Die Sozialdemokraten setzen auf den Nachwuchs. Annemarie Linneweber bleibt Ortsvorsitzende.

shz.de von
erstellt am 25.Jan.2016 | 12:30 Uhr

Der Vorstand der Föhrer Sozialdemokraten hat sich bei der Jahresversammlung verjüngt. Das Führungsgespann bilden nun Annemarie Linneweber (weiterhin als Vorsitzende) und Thomas Löwenbrück als ihr Stellvertreter. Weiterhin gehören Malte Scheibe als Schriftführer und Arwin Nahmens als Kassenwart dem geschäftsführenden Vorstand an. Beisitzer sind sind Jörn Beier, Ray Eighteen, Stefanie Köttner, Geske Nahmens, Heide Pohl und Oliver Straßner. Mit Köttner, Scheibe und Straßner befinden sich drei Jungsozialisten (Jusos) im Vorstand. Der Wyker SPD-Fraktionsvorsitzende Peter Schaper bezeichnete dies als zukunftsweisend, denn so könnten die Älteren später politisch in Rente gehen.
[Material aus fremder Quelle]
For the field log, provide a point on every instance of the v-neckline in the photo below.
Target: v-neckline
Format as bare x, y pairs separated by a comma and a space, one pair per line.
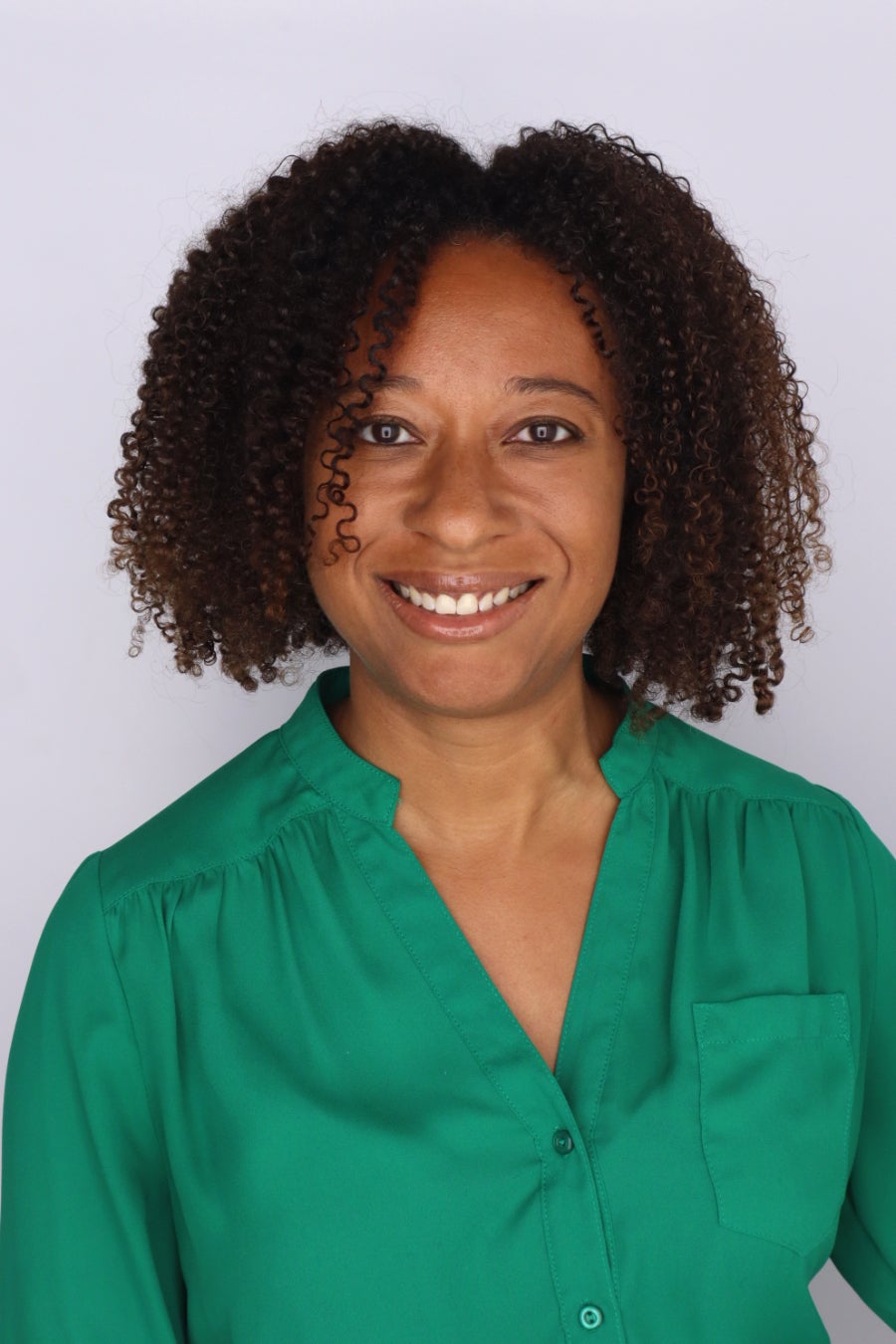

Annemarie Linneweber berichtete über die Aktivitäten des Ortsvereins. Als Höhepunkte nannte sie Stammtische mit dem Bundestagsabgeordneten Matthias Ilgen und dem Bundesvorstands-Mitglied Thorsten Schäfer-Gümbel. Die Schließung des Wyker Kreißsaales sei weiterhin für die Föhrer SPD nicht akzeptabel, erklärte sie. Dazu habe ein Treffen mit der Landtagsabgeordneten Birte Pauls stattgefunden. Weiterhin erinnerte Linneweber an die Wiedergründung der Föhrer Jusos. Als nächstes Ziel der Föhrer SPD nannte sie eine bessere Information der Bevölkerung.

Peter Schaper berichtete über die Aktivitäten der Wyker SPD-Fraktion. Es sei ein Erfolg der SPD, dass die Verwaltung die wiederkehrenden Beiträge im Straßenbau prüfe.

Der Jugendbeauftragte Oliver Straßner sprach über die Leistungen der neuen Jusos. Neben der eigenen Findung innerparteilich hätten die Jusos sich stark auf kommunaler Ebene für die Föhrer Jugend eingesetzt, so Straßner. Mit Hilfe der Wyker SPD-Fraktion sei eine neue Satzung des Jugendbeirates verabschiedet worden. Gleichzeitig beklagte er, dass es auf der Insel zu viel Kleinstaaterei geben würde, und deshalb die Eilun-Feer-Skuul nicht ohne Umwege Bestandteil des Jugendbeirats werden könne. Somit würden Jugendliche von Föhr-Land nicht direkt in Entscheidungen mit einbezogen, welche sie direkt betreffen. Die Jusos würden deshalb fordern, endlich die Gemeinde Föhr zu schaffen.